There are $n$ letters addressed to $n$ different people. The $n$ addresses are typed on $n$ envelopes. A disgruntled secretary shuffles the letters and puts them in the envelopes in random order, one letter per envelope.
We are to find the probability that at least one letter is put in a correctly addressed envelope.
I tried to solve this problem in the following way:
- I calculated that there are $n!$ possibilities of inserting the letters into the envelopes.
- I thought of the envelopes as boxes. So if the letter is put in the correct box that implicates that the letter will be given to the proper person.
So now:
- imagine one person gets the right letter, that gives us: $${{n} \choose {1}} (n-1)!$$ different situations. ${n\choose1}$ because people are different,
- imagine two people get the right letter, this case leads to: $${{n} \choose {2}} (n-2)!$$ And so on...

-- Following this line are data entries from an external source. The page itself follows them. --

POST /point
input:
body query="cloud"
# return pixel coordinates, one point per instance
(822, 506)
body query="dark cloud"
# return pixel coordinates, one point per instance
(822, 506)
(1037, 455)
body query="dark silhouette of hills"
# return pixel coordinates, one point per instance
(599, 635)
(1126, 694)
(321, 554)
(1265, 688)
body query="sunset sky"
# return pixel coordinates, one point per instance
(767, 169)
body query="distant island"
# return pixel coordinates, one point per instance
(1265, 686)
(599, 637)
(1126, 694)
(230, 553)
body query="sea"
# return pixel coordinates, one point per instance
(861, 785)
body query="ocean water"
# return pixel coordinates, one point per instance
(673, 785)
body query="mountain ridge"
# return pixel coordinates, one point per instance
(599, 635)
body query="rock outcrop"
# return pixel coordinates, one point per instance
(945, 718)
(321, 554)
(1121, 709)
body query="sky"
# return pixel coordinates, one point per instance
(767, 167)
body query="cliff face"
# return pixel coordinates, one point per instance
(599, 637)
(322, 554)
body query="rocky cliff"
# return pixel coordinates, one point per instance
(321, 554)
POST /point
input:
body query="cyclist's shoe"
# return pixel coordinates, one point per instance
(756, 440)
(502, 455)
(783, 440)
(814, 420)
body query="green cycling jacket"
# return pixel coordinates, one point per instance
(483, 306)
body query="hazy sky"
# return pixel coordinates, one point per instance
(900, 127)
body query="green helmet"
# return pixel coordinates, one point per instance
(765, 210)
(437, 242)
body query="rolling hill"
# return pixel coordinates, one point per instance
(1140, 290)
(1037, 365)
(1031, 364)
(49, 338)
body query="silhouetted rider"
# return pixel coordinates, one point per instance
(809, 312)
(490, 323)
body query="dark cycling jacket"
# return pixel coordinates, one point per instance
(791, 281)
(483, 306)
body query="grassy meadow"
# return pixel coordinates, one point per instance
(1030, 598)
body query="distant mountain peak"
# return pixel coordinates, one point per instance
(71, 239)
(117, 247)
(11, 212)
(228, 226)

The results above suggest that the searched probability is equal to:
$$P(A) = \frac{\sum_{k=1}^n{n\choose k}(n-k)!}{n!}$$
The answer is of course wrong. I've wondered why and I think that the problem lies in calculating the number of people who will be given the right letter, because when we imagine that one person gets the right one and we write ${n \choose 1}(n-1)!$ it doesn't mean that he or she is the ONLY person who gets the right letter, does it?
What is the right answer? Is it:
$\sum_{i=1}^n\binom{n}{i}(n-i)!(-1)^{i+1}$? If yes, why?